Once a smart contract is written, it’s uploaded to the Ethereum Virtual Machine (EVM). The EVM is like a universal runtime propagate out to every connected Ethereum node, where each node can check that the conditions of the smart contract have been met. If so, the nodes respond accordingly and carry out the smart contract’s instructions.
Going beyond, smart contracts aren’t just useful as specialized contract tools—they also pave the way for decentralized apps, and that’s one of the main reasons why there’s so much excitement around the ongoing development of smart contracts. Learn more about this in our What Is a Decentralized App? article.
Can You Trust a Smart Contract?
Remember, a smart contract is:
Smart contracts save money by removing third-party entities from the equation and allowing parties to deal with each other face-toface. Yet while that sounds great in theory, for many people, using a third-party intermediary isn’t always about cost—it’s about security. In the case of a smart contract, how can you trust it if you didn’t write the code for it?
Once the smart contract writes its transaction to the blockchain, it’s publicly recorded for all to see. That record cannot be erased, and anyone can double-check it at any time. But when the smart contract executes, it carries out the instructions exactly as it was coded to do, and it’s this part that has people worried.

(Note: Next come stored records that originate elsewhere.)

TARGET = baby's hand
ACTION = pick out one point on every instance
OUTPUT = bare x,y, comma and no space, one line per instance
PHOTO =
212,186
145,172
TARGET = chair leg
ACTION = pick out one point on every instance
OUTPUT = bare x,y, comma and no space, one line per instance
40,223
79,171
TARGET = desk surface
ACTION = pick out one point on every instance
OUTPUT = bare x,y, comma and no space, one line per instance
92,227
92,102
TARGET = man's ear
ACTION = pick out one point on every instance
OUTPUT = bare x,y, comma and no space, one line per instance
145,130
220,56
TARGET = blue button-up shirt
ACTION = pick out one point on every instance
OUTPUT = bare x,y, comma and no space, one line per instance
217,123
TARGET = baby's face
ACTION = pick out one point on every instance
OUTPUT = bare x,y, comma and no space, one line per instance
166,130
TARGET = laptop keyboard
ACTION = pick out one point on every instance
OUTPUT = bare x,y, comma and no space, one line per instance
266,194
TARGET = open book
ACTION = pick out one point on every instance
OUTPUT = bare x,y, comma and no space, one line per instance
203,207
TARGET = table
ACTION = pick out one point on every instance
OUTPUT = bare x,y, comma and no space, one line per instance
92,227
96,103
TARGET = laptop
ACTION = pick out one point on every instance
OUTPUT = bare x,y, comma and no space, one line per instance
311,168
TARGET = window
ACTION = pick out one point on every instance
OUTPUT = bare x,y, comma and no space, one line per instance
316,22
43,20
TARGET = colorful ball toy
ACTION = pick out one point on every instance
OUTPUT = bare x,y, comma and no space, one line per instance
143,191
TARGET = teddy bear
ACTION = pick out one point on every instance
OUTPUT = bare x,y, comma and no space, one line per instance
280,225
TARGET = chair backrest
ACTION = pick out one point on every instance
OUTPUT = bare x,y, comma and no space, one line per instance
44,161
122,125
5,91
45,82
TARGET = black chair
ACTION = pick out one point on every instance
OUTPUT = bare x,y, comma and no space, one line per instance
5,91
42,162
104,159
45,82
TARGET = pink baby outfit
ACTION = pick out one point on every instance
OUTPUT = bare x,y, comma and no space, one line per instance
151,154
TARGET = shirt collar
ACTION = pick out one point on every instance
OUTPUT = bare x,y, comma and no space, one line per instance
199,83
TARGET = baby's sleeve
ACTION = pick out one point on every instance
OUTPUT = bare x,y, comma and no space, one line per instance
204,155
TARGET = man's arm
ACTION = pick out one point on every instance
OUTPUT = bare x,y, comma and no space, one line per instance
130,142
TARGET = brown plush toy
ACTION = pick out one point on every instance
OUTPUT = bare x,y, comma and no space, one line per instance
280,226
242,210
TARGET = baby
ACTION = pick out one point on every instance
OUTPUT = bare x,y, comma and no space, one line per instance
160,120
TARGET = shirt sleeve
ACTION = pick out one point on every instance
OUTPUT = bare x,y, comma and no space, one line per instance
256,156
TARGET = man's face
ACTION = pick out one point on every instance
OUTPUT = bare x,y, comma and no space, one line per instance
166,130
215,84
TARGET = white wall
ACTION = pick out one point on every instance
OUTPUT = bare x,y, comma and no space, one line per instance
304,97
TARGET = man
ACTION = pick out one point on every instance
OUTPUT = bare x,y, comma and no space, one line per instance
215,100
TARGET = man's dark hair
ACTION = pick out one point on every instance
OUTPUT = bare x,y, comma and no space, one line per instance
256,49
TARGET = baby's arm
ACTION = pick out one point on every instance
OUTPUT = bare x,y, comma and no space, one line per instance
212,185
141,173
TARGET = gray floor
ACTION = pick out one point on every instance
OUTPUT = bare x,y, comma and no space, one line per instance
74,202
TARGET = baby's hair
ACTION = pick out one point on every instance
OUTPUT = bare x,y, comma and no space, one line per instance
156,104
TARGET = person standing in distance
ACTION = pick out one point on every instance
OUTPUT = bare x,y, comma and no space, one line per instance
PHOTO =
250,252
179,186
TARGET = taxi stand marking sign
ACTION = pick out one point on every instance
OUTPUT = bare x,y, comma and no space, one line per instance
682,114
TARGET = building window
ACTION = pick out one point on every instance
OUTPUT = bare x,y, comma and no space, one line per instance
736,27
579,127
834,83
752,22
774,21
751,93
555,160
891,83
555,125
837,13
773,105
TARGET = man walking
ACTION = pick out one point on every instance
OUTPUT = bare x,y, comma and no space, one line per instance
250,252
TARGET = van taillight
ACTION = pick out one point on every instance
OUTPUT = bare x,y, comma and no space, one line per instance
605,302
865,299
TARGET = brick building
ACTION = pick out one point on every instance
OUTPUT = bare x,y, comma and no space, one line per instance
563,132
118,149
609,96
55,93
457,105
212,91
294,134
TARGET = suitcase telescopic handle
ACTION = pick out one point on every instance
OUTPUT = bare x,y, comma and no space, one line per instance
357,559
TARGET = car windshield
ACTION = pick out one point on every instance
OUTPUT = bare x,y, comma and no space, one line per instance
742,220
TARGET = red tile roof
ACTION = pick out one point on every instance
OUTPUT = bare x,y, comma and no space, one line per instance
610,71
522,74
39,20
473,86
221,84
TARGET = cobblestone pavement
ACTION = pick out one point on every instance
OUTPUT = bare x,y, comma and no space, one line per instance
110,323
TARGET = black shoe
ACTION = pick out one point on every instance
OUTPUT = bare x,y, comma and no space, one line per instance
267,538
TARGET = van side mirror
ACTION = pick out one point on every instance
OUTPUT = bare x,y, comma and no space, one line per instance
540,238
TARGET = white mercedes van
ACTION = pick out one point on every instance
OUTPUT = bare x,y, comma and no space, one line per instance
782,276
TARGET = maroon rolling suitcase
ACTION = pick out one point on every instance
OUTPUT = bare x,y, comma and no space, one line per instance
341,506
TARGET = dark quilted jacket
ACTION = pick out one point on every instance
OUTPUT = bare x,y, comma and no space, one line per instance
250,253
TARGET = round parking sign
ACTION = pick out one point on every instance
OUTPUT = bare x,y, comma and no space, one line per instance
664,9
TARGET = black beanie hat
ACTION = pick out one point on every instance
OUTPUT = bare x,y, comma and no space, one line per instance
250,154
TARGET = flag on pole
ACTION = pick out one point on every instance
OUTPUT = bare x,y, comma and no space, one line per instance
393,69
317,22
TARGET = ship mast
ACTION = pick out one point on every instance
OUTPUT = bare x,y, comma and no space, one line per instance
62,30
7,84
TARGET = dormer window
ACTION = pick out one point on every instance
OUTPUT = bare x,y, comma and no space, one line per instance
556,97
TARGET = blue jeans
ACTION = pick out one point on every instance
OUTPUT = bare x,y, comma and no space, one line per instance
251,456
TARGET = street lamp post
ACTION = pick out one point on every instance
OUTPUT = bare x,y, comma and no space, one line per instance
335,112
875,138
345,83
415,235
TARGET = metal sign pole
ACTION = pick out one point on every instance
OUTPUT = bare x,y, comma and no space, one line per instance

In principle, contracts based on “if-then” agreements make sense because there are constant inputs and verifiable outputs that can be confirmed—but the confirmation itself still relies on verification, and in many cases will require human arbitration. That’s when the human factor comes back into play, along with trust issues.
Smart contracts are still young. They aren’t without flaws, and the technology still needs a lot of work.
In fairness, trust in smart contracts can be enhanced with interdependence. In other words, we can create trust in smart contracts with more smart contracts. It’s smart contracts all the way down.
Smart contracts can be set up so that verification of conditions is dependent on the preceding contract, and so on. Also, smart contract oracles can submit real-world data to the blockchain for use in smart contract verification. Smart contract oracles play an important role in smart contract trust, and will continue to do so.
Smart Contracts Are the Future
Smart contracts will become more useful as cryptocurrency and blockchain evolve. The questions being asked of smart contracts are part of that evolution.
Right now, the technology is new and the boundaries are unknown. Regular users (especially those who aren’t already exposed to cryptocurrency and blockchain) might find it difficult to trust digitized contracts that they can’t touch, feel, or even modify after execution. But give it enough time and we’ll soon see the power of smart contracts in action.